Un recentissimo studio italiano ha fornito il primo dato epidemiologico nel nostro Paese, secondo il quale la prevalenza di questa patologia del fegato è di 28 casi su 100mila (circa 13mila persone), con un’incidenza di 5,3 casi su 100mila l’anno. L’Italia ha un ruolo importante nello studio della malattia. Si è recentemente costituito il “PBC Group Study” con l’obiettivo di creare il Primo Registro Nazionale dei Pazienti con il coinvolgimento di tre Centri Italiani (San Gerardo di Monza, San Paolo di Milano, Policlinico di Padova).
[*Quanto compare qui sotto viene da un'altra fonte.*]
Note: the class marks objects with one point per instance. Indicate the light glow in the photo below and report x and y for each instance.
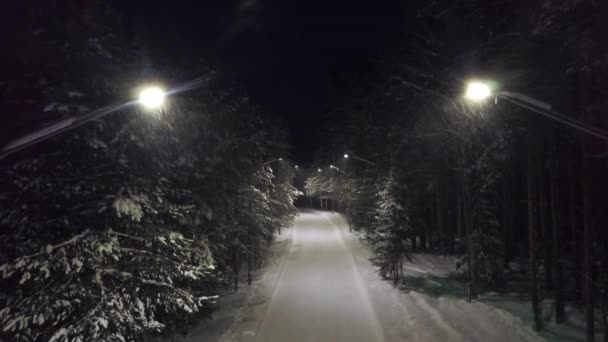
(477, 91)
(152, 97)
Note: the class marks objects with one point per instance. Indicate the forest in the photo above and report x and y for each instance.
(131, 226)
(492, 183)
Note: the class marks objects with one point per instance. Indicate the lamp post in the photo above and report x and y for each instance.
(347, 155)
(151, 98)
(478, 91)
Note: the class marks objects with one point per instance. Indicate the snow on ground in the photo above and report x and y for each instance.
(322, 287)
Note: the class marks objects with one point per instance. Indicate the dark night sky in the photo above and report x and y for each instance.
(283, 52)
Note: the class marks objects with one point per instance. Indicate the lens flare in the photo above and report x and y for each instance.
(152, 97)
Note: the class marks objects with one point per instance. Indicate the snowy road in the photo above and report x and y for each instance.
(323, 288)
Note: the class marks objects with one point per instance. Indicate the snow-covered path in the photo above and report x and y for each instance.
(324, 288)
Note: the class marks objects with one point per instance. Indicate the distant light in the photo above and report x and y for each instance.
(478, 91)
(152, 97)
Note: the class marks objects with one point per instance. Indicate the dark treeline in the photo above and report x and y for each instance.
(491, 182)
(128, 226)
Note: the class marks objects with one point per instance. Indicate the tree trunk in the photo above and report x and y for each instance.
(440, 227)
(544, 227)
(587, 247)
(471, 262)
(574, 233)
(235, 267)
(560, 313)
(532, 231)
(506, 222)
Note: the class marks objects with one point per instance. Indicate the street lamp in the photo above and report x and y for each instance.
(478, 91)
(346, 156)
(152, 97)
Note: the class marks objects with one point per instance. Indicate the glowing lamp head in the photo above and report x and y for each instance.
(478, 91)
(152, 97)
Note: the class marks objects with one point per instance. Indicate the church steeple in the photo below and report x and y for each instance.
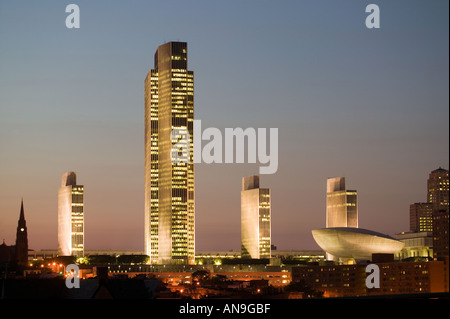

Il nostro Paese ha avuto, inoltre, un ruolo importante nella stesura delle nuove Linee guida sulla CBP che riguardano soprattutto il rischio di malattia, il riconoscimento di nuove strategie terapeutiche e l’auspicio di creare nuovi percorsi diagnostico-terapeutici.
I farmaci innovativi, tra cui l’acido obeticolico (creato e prodotto nei laboratori di Intercept Italia a Perugia), attualmente a disposizione anche in Italia, rappresentano un’opportunità di cura molto efficace. «Rispetto alla terapia tradizionale a base di acidi biliari, come l’acido ursodesossicolico e l’acido tauro-ursodesossicolico, questi nuovi farmaci agiscono a livello immunologico e metabolico e sono in grado di prevenire il formarsi di fibrosi epatica, ma soprattutto migliorano il flusso biliare del fegato, prevenendone l’accumulo e il ristagno all’interno dell’organo», puntualizza il professor Invernizzi. «Benché siano stati fatti passi importati nella diagnosi e nel trattamento di questa patologia, è necessario ancora lavorare per definire un network di specialisti che, anche in collaborazione con il medico di famiglia, possano aiutare i pazienti a non perdere tempo prezioso prima di una diagnosi certa e avere l’opportunità di accedere a una terapia tempestiva, necessaria per migliorare la prognosi e rallentare l’evoluzione della malattia».